Dümen tutmaya olan hevesimi bilen rahmetli Şevki Kaptan dümeni teslim eder yanımda dururdu.
O yıllarda boğazda trafik tersti. Yani Marmara’dan Karadeniz’e çıkan gemiler Rumeli sahilini takiben seyir yaparlardı.
İstinye’ye gittiğimiz o gün makine telgrafına da kumanda etmiştim. Kimler vardı davlumbaz da geçmiş gün hatırlamıyorum ama otuz sekiz, otuz dokuz yıl sonra bile rahmetli Şevki Kaptan’ın beyaz saçlı güleç yüzü karşımda işte. Manevradan sonra makineye makine tamam işareti vurmama çok gülmüştü rahmetli.
Sonra aradan yıllar geçti. Askere gittim. Üç yıl sonra tezkere alıp dönünce Deniz Nakliyatta çalışmaya başladım. İşletmeler ayrı olduğu için Tekirdağ römorkörüne binmek nasip olmadı bir daha da zaten bu arada evlenip Almanya’ya gittim ve Rein nehrinde ki kanal gemilerinde çalışmaya başladım. Unuttum bu eski dostu.

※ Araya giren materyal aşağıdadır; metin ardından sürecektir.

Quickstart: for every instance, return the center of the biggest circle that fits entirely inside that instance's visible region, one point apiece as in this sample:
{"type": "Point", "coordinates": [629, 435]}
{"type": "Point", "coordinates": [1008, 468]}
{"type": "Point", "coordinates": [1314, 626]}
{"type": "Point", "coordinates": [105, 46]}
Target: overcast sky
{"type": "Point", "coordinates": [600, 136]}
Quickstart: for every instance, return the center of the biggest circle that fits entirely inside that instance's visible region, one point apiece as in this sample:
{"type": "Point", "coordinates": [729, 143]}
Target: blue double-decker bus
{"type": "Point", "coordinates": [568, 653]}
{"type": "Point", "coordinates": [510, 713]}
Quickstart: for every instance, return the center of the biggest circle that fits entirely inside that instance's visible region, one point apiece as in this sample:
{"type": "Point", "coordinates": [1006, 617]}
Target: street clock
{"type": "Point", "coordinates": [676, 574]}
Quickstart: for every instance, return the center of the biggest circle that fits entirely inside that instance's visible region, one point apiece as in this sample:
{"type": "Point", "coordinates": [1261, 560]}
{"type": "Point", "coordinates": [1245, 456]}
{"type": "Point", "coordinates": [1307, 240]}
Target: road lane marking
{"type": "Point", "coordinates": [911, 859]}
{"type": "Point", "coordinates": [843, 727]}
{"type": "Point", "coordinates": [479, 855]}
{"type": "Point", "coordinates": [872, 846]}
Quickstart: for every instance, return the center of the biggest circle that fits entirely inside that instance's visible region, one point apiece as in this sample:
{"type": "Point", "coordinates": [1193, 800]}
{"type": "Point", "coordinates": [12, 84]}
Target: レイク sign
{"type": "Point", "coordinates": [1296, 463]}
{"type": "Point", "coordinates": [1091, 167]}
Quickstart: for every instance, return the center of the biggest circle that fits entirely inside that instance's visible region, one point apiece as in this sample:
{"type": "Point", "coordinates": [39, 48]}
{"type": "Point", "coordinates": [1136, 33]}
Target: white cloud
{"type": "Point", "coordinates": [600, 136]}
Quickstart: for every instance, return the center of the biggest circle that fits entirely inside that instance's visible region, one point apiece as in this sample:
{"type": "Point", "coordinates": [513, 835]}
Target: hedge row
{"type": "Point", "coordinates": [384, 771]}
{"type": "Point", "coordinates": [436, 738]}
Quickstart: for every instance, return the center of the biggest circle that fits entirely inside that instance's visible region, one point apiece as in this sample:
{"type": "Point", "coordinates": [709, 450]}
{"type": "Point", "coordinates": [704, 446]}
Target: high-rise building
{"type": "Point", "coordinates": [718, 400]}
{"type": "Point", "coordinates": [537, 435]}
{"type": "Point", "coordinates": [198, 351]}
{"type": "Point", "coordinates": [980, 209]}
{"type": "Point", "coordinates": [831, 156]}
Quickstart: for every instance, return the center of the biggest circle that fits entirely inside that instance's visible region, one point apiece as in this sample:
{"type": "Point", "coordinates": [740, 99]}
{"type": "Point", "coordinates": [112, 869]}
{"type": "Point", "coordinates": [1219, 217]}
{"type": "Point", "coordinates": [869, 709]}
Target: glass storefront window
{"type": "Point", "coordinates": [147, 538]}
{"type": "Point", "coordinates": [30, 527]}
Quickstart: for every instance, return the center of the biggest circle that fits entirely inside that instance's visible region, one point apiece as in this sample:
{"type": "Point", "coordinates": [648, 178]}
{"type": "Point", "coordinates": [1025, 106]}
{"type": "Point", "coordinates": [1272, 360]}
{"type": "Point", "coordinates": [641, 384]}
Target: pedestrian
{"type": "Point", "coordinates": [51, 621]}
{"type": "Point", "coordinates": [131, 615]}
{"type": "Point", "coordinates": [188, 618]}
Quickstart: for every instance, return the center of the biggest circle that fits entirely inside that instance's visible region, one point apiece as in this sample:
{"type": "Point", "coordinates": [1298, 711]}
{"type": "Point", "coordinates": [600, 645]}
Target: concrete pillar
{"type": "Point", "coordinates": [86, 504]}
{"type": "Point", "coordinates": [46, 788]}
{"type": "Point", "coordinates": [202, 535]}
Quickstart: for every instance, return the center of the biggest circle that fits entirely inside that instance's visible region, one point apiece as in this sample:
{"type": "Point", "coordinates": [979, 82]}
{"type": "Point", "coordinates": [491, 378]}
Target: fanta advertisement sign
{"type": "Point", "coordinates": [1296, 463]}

Sonra bir gün sayın Erol Ersan’la konuşurken gemi eskisi objeleri değiştirme konusu açıldı. Benden bir yığın malzeme talep etti. Muğla gemisinin isim levhasını verdim o da bana Cumhuriyet’in ilk yıllarından kalma kırmızı üzerine beyaz yazılı, mineli “Ortaköy Değirmeni’’ isimli sokak tabelasını ve Tekirdağ römorkörünün baca forsunu verdi.

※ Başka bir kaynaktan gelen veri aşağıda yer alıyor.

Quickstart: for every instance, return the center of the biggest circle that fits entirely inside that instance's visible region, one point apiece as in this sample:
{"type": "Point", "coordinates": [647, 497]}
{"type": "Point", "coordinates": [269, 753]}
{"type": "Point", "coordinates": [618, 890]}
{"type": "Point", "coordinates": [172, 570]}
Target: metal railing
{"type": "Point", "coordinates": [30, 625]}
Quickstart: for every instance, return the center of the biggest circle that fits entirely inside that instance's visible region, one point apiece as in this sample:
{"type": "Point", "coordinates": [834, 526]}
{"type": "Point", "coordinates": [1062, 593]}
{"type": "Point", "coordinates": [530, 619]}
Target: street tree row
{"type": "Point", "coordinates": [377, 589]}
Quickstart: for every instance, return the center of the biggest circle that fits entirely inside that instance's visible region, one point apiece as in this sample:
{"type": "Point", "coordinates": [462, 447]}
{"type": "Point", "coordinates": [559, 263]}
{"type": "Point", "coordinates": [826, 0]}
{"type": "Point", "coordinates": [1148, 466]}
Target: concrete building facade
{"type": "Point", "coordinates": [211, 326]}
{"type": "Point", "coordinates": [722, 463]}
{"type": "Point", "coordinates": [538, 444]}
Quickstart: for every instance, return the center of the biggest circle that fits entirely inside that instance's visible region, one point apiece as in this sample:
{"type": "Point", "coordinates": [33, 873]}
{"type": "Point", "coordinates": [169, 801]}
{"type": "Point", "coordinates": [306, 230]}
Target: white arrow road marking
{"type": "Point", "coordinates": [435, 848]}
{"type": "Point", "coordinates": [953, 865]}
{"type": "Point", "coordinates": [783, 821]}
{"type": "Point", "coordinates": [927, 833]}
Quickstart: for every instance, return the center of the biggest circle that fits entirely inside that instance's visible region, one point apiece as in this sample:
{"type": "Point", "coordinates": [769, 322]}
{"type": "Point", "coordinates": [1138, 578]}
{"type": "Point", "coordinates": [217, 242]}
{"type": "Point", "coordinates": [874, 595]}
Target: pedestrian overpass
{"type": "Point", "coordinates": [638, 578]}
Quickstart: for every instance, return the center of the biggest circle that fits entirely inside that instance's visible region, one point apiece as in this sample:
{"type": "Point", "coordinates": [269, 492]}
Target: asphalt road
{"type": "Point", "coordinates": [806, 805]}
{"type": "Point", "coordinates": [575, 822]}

Fors şu anda Gümüşyaka’daki yazlık evimin miyar güverte tabir ettiğim üçüncü kattaki terasımda bulunan barbekünün aynalığında eski günlerini yadederek Marmara’nın ufuklarını seyrediyor. Esasında Bakırköy’de ki veya Selimpaşa’da ki evimin duvarlarından birine monte etmeyi düşünmedim değil. Ama forsta olsa, denizden uzak bir odaya hapsedip büsbütün denizden ayrı kalmasına razı olamadım. Varsın bütün ömrünce olduğu gibi açık havada poyraz ve lodos fırtınalarına açık yerinde denize bakarak baki ömrünü tamamlasın ben gök gemisine gidene kadar sonra zaten bütün arkadaşları gibi tutacaktır eskicini yolunu.
Bir gün televizyonda bir film izledim. İsmi “Hanım” eşsiz sanatçı Yıldız Kenter Hanım’la Eşref Kolçak oynuyorlar baş rolde.
Yıldız Hanım, nesli inkiraz bulmuş bir İstanbul Hanımefendisi, yıllar öncesinden müdevver bir eski konakta oturmakta ve konağın buğune kadar bir elektrik kontağına kurban gitmemesine şaşırmaktadır. Koca konakta tek başına yaşayan ve ölümcül bir hastalığa duçar olduğunu bilen bu hanımın can yoldaşı,
biricik arkadaşı, kedisi “Hanım”a ölümünden sonra bakıp sahiplenecek bir kapı aramaktadır.
Çaldığı her kapı birer birer kapanır Yıldız Hanım’ın yüzüne.
Eşref Kolçak, yalnız yaşayan, babayanı, gemisine candan bağlı, semtin kabadayısı Yıldız Hanım’a hayran saygılı ve gizli gizli sevdalı olup gemisinin İşletme tarafından hurdaya ayrılacağını öğrenen bir kaptan rölünde.
Ve işletme kararı ile hurdaya ayrılan gemi Tekirdağ römorkörü.
Sıradan film tabii ama benim ve benim gibi dinazorları, kelaynakları iyice manyaklaştıran bir film.
Yıldız Hanım vefat eder, Tekirdağ bir daha çıkmamak üzere Haliç’te tersane iskelesine bağlar.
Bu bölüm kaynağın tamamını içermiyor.